SP: [laughs] As soon as I said that, I thought, Well, depending on what my responsibilities are. So for all of the imaging in my videos, whether they’re my friends or family, it’s keeping in mind that their subjecthood cannot be totally understood about me.
Like they’re opaque?
SP: Yeah, like they’re maybe even inaccessible to me. Like in terms of Lineage, I feel like my family made half of that piece without me even knowing what was going on. When I was constructing the piece, I asked my family to tell me stories, but to insert fictions into them. My grandmother told me about the burying of the flag in the backyard. For me the story sounded so close to the truth, because my family does weird stuff. So, I asked if it was true. And my grandma was like, “It’s true, it’s true, it’s true, it’s true.” Then, my aunts and mom started chiming in. So I constructed the video thinking there was this genuineness to the story. But when the piece was actually screened, I turned to my mother during the flag part and said, “I can’t believe grandma does this. This is amazing. What a family I have. Wow. Wow.” And my mom laughed, saying, “No, she doesn’t. She made that story up.” So, I guess what I’m saying is that [when making a piece] I want people to feel like they have space and agency.There’s a responsibility to image folks in a way—I shouldn’t prop this up using the word autonomy, because it’s really hard to understand what it means, but—that offers them the freedom to code themselves. Subjecthood needs to be extended.

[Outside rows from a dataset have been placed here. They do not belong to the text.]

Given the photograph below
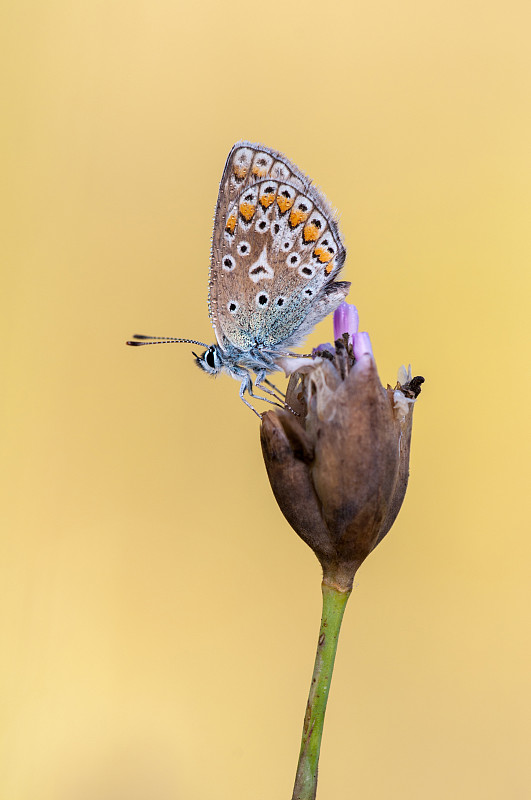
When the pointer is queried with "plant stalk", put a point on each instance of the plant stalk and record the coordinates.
(334, 603)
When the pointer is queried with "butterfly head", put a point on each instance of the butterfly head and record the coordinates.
(210, 360)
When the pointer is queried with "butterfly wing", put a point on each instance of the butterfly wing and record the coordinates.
(276, 251)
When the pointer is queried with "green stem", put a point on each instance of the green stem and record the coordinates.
(334, 602)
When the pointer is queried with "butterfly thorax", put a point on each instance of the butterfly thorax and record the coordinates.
(236, 362)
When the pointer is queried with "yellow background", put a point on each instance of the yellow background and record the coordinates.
(158, 616)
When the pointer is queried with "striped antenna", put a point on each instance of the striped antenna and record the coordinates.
(161, 340)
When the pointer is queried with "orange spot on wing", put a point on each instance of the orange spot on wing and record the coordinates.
(310, 233)
(323, 255)
(297, 216)
(240, 172)
(231, 223)
(247, 211)
(267, 199)
(284, 203)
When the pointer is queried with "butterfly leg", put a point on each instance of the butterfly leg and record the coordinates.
(274, 392)
(259, 383)
(247, 386)
(279, 392)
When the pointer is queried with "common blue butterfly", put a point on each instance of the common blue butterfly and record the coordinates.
(276, 254)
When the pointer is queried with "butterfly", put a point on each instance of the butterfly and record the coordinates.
(276, 254)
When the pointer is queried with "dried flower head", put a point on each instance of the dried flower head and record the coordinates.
(339, 465)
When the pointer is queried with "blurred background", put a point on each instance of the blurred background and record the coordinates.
(158, 616)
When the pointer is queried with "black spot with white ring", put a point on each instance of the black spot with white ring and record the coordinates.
(306, 272)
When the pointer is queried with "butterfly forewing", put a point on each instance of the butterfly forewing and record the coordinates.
(276, 250)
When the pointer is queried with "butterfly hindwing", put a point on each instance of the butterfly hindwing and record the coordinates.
(276, 251)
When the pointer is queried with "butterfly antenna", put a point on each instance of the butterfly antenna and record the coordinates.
(160, 340)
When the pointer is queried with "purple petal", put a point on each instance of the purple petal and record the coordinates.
(346, 320)
(362, 345)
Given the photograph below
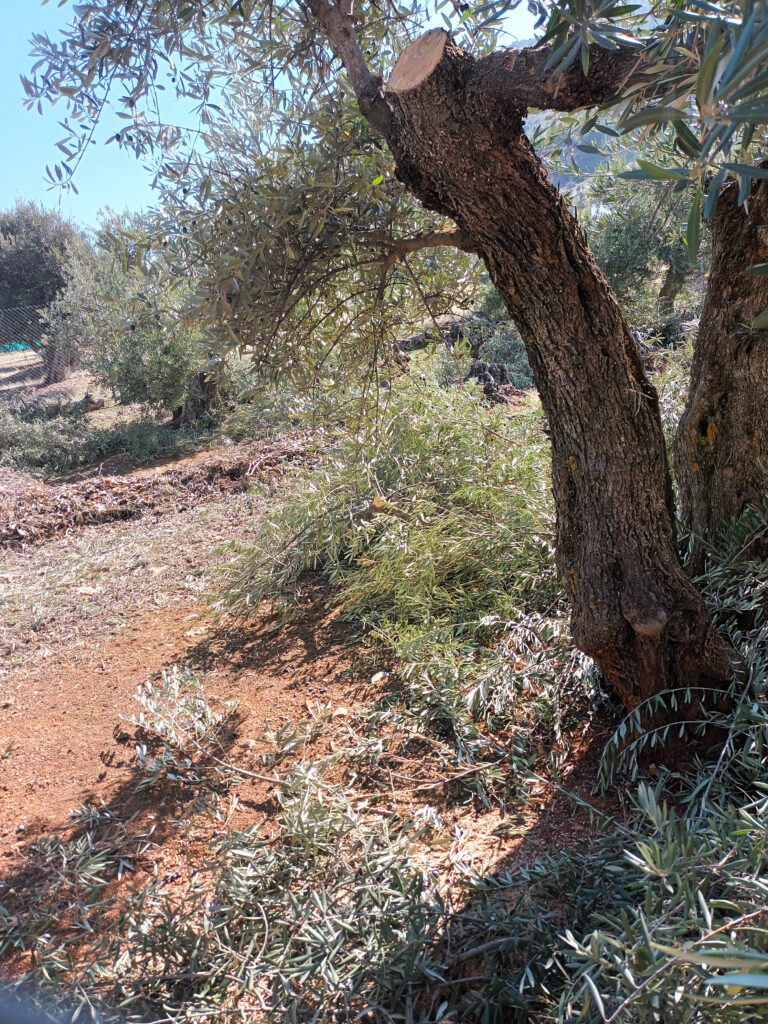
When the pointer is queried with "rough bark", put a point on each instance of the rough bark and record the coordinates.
(460, 147)
(721, 450)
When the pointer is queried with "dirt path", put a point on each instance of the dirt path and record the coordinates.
(32, 511)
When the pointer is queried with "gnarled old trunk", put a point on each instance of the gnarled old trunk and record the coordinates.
(457, 134)
(721, 450)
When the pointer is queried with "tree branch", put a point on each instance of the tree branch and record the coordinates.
(519, 77)
(516, 79)
(339, 28)
(399, 248)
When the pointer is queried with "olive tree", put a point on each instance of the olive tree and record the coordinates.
(451, 110)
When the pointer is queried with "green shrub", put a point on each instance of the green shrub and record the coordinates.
(125, 329)
(66, 442)
(436, 531)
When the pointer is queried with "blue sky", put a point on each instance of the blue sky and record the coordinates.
(108, 176)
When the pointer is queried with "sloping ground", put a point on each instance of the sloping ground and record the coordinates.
(88, 614)
(31, 511)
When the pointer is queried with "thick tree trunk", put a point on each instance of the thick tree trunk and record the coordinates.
(721, 450)
(465, 156)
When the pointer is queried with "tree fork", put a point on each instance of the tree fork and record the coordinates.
(460, 147)
(721, 465)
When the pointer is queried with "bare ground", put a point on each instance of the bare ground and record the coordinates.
(89, 611)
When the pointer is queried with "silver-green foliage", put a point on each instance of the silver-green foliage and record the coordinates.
(125, 328)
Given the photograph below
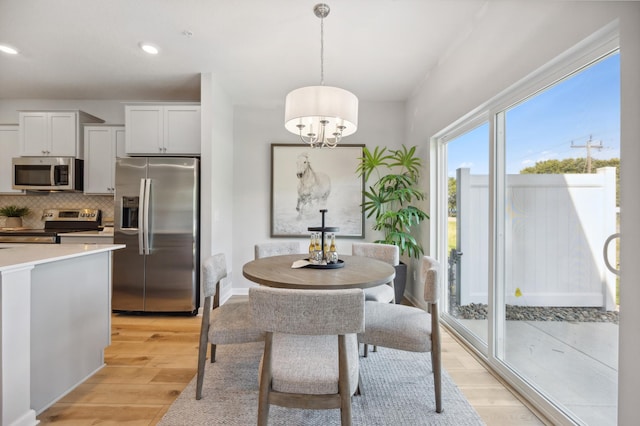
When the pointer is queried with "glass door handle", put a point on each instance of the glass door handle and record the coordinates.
(605, 253)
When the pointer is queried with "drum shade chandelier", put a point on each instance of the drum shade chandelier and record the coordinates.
(321, 115)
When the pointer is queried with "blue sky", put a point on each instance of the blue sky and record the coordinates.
(582, 107)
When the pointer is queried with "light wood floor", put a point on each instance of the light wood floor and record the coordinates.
(152, 358)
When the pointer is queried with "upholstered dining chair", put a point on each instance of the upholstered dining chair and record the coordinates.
(385, 293)
(277, 248)
(293, 376)
(408, 328)
(226, 324)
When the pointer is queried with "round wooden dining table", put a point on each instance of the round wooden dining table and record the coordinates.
(358, 272)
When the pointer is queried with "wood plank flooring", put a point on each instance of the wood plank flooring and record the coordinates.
(152, 358)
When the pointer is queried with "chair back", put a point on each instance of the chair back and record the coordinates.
(277, 248)
(214, 269)
(386, 252)
(429, 270)
(307, 312)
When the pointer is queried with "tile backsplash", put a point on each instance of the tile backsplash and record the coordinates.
(48, 200)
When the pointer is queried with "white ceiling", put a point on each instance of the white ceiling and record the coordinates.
(259, 50)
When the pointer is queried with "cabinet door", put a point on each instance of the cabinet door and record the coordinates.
(9, 148)
(63, 134)
(99, 160)
(34, 134)
(182, 129)
(121, 150)
(144, 129)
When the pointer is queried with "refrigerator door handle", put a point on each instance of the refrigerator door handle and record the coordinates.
(141, 218)
(147, 195)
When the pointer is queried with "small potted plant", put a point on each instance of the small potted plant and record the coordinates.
(390, 199)
(14, 215)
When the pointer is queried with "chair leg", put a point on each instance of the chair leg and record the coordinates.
(213, 353)
(437, 379)
(344, 388)
(265, 382)
(202, 357)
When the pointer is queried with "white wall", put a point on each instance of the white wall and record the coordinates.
(255, 129)
(217, 169)
(475, 71)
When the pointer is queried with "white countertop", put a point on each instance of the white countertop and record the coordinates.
(107, 232)
(20, 255)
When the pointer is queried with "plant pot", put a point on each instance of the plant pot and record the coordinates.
(400, 282)
(13, 222)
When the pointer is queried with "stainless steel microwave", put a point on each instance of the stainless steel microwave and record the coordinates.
(47, 173)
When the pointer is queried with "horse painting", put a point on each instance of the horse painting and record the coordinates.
(313, 187)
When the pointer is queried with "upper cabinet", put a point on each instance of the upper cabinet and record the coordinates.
(53, 133)
(102, 144)
(162, 129)
(9, 148)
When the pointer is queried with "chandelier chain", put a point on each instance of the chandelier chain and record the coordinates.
(322, 51)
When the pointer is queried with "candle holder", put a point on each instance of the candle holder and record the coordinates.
(327, 260)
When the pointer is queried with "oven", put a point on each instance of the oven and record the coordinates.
(56, 222)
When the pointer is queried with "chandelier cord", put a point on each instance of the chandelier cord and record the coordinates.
(322, 51)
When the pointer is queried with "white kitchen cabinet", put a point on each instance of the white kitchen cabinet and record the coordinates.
(162, 129)
(9, 148)
(101, 149)
(53, 133)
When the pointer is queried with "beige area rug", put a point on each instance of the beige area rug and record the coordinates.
(398, 390)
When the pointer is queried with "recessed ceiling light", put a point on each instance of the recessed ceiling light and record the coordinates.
(8, 49)
(149, 48)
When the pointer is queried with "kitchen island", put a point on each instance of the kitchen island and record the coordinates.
(55, 306)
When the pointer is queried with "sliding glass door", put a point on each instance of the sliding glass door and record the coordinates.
(530, 239)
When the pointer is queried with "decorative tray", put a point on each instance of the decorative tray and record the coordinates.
(340, 264)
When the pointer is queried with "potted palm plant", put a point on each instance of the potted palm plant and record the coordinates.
(14, 215)
(390, 200)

Oh, I see. That makes sense.
SP: But responsibility is present beyond the making too, like when it comes to distributing my work and paying people. I don’t sell my work, meaning I don’t edition each piece. But I do lease the work through EAI [Electronic Arts Intermix]. So you can lease the work for an exhibition or a class, watching the video until the lease elapses. But at the same time I put all of my videos online, so you can watch it anytime for free. And regarding payment, I make sure to compensate all of the people in my videos. But Lineage was a little different.
SP: I’m really close to my family because I have to be. There’s a debt that we all have with one another. Not a monetary debt, but a community debt—a familial debt. I’ve tried to escape it. I had those moments in my early 20s when I thought to myself, I’m never going back to New Jersey. But then you get over these feelings because you have to. Because you’re living paycheck to paycheck and you have to go stay with you mom because you have nowhere else. And it is this debt that keeps my family (including extended family) together, this type of debt that builds upon itself in order to form a group of people who love each other, or maybe not. But, there is this extreme reliance. That’s what communities are. So when it comes to paying my family, for Lineage I made them dinner. But in some ways I’m also the family historian, only because I have the footage. [laughs]
That’s great. Is there anything else you would like our readers to know about you or your work?
SP: Not really. Basically I’m trying to be generous with people. It’s hard to remember things have nuance, that the world is nuanced, and that people that don’t necessarily have your viewpoint don’t need to be shut down. I don’t remember it always being this hard to remember this. But, I’m trying now on a daily basis to be more generous.
You seem pretty generous.
SP: [laughs] It’s because I’m trying.